The Meath-based founders of Prepaid Financial Services (PFS) have claimed its new Australian owners saw an opportunity because of a Central Bank investigation into the business to avoid paying out on the final €55 million part of the deal.
Noel and Valerie Moran, who sold PFS to Australian fintech EML Payments in a multimillion euro deal last year, contend the buyer incurred significant costs related to the inquiry that would depress the earnout owed to the couple.
PFS has been the subject of a seven-month investigation by the Central Bank over anti-money laundering and counter-terrorism financing concerns. The business, which represents more than a quarter of EML’s revenues, was founded by the Morans in 2008.
EML clarified in August that the Central Bank had not identified any instances of financial crime, anti-money laundering or counter-terrorism financing events, nor deficiencies with respect to safeguarding, capital adequacy or solvency measures. It gave permission for the Irish subsidiary to sign new customers last week, albeit with restrictions.
Speaking publicly for the first time since the investigation began, Noel Moran said the couple had been severely affected by the audit, both financially and in terms of reputational damage.
The Morans, who owned 81 per cent of PFS, saw the value of their 6.9 per cent stake in EML collapse when news of the audit was announced, with Aus $58.5 million (€36.6 million) wiped off their holding. In addition, they contend that EML, which is listed on the ASX, ramped up costs on the back of the investigation.
The fintech has incurred costs and provisions of at least Aus $11.4 million (€7 million) to date in relation to the inquiry, although Mr Moran believes the overall bill will be considerably higher. This has an impact on the earnout due to be paid to the couple. While payment is to be made over a three-year period, the targets that must be met are tougher after year one.
“They [EML] saw an opportunity. It was just perfect timing for them because they would have had to pay a significant part of the earnout in year one but then the Central Bank came in and it gave EML an option to accrue a lot of expenses that meant they didn’t have to pay us,” Mr Moran said.
Legal action is considered likely after the Central Bank investigation concludes as the Morans seek to claw back money they believe is owed to them.
The investigation has yet to fully conclude but Mr Moran contends that the remaining aspects of the inquiry are focused on governance, which he said related to PFS’s parent rather than its former owners. He said that in allowing the company to begin taking on customers, the Central Bank had essentially vindicated the couple.

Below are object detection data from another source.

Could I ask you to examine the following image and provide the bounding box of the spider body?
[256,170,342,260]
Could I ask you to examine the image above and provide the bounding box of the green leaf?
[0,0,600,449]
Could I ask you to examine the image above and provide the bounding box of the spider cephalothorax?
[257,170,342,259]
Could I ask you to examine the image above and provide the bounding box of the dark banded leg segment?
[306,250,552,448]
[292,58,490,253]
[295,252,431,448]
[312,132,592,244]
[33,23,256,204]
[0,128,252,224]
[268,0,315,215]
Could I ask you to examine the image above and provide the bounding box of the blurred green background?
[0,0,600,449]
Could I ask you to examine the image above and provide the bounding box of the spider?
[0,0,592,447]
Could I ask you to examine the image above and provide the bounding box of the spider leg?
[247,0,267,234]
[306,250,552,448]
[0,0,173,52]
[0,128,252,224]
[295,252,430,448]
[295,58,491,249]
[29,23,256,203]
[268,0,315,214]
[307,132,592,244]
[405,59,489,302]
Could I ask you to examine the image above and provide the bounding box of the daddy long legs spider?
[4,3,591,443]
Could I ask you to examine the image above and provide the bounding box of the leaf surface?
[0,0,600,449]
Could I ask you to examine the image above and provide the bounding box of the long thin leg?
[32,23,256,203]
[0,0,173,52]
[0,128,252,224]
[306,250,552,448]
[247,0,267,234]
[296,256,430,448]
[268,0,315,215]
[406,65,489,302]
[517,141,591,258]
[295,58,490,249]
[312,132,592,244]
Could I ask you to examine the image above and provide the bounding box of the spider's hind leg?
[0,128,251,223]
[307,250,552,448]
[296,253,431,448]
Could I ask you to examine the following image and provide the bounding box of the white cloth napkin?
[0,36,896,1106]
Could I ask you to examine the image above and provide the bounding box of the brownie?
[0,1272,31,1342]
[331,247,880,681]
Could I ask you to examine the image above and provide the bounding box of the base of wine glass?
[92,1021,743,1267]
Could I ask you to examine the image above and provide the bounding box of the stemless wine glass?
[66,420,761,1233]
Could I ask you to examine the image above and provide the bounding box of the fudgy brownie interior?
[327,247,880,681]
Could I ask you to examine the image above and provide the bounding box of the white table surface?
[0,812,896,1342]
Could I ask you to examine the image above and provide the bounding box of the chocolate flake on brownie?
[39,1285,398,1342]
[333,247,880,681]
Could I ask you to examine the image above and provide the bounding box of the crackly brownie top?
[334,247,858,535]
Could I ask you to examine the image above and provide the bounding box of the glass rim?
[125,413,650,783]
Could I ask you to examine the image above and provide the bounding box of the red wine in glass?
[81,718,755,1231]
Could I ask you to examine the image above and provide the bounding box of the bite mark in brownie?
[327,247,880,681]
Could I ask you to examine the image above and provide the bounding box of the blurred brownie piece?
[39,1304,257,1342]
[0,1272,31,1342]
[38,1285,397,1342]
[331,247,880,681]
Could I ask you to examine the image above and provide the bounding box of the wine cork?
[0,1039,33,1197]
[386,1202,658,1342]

The businessman urged the regulator to review the way by which it informs publicly listed companies of possible investigations.
“Had the Central Bank handled things better initially when informing the new owners about the inquiry then, no public announcement would have even been necessary,” he said.
‘Just an audit’
Mr Moran said the manner in which the regulator had presented the news to EML Payments and the way in which the company had announced it made things seem much more serious than they actually were.

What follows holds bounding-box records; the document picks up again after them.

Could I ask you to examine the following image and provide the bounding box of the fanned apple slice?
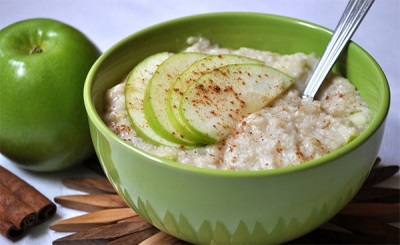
[179,64,294,142]
[143,52,207,146]
[167,54,264,144]
[125,52,179,147]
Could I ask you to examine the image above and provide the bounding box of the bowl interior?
[84,13,389,175]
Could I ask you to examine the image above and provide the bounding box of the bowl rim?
[83,12,390,177]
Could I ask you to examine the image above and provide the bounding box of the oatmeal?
[103,38,369,170]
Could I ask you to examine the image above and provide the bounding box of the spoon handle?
[302,0,374,99]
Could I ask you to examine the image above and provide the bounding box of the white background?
[0,0,400,244]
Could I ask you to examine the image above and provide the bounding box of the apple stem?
[29,46,43,54]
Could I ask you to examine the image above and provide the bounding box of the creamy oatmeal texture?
[103,38,369,170]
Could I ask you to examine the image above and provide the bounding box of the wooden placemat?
[50,158,400,245]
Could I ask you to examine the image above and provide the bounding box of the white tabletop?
[0,0,400,244]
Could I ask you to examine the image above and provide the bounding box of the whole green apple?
[0,19,100,171]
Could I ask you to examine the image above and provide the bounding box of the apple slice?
[143,52,207,146]
[179,64,294,142]
[124,52,184,147]
[167,54,264,144]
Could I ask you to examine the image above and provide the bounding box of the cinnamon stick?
[50,208,138,232]
[0,213,24,241]
[62,177,117,193]
[53,220,153,245]
[0,184,36,230]
[54,194,128,212]
[0,166,57,224]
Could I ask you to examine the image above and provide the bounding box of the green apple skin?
[0,19,101,172]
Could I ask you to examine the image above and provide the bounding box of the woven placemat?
[50,158,400,245]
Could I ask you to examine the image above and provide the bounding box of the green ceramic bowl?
[84,13,389,244]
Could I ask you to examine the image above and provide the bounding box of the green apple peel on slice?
[143,53,207,146]
[125,52,179,147]
[167,54,264,144]
[179,64,294,142]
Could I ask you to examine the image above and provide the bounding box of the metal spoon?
[302,0,374,99]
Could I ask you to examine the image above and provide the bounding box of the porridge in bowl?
[103,38,370,170]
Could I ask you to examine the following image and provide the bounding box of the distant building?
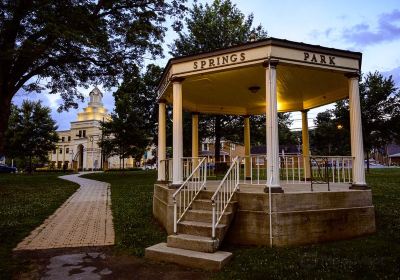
[50,87,134,170]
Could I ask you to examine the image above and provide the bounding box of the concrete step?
[197,190,236,200]
[191,198,237,212]
[183,209,233,224]
[178,221,227,240]
[145,243,232,271]
[167,234,219,253]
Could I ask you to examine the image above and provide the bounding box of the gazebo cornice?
[157,37,362,98]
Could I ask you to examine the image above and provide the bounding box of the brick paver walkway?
[14,174,114,250]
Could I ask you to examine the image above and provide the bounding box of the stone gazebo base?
[153,182,375,246]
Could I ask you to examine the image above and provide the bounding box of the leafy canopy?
[6,100,58,170]
[99,64,162,163]
[0,0,186,154]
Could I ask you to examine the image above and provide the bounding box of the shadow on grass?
[0,173,79,279]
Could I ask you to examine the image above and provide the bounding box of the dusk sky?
[13,0,400,130]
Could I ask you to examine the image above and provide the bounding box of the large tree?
[5,101,58,172]
[99,64,162,167]
[0,0,186,154]
[170,0,267,164]
[313,72,400,169]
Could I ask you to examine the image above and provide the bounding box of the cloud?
[382,66,400,88]
[342,9,400,46]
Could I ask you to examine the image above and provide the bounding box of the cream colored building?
[50,87,134,170]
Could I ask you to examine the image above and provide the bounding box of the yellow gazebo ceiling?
[160,39,361,115]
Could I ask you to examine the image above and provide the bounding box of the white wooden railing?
[311,156,353,183]
[211,157,240,238]
[172,158,207,233]
[160,158,172,181]
[279,154,310,184]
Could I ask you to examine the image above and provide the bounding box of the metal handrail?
[172,157,207,234]
[160,158,172,181]
[211,157,239,239]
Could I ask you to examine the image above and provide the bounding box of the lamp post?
[69,149,74,169]
[89,135,94,172]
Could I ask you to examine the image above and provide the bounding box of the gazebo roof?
[158,38,362,115]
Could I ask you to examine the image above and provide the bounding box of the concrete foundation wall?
[153,185,375,246]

“At the end of the day this was just an audit, the type of audit that takes place all the time. But the way it was announced made things look considerably worse,” he said.
“If you read the letter the Central Bank sent out at face value then you would have thought they were coming in to close the business. I brought up this with them but they said it was just the standard letter sent out in these situations. I think they should have factored in the impact it might have when sent to a publicly listed company,” Mr Moran added.
EML Payments declined to comment. The Central Bank said it does not comment on its engagement with individual firms.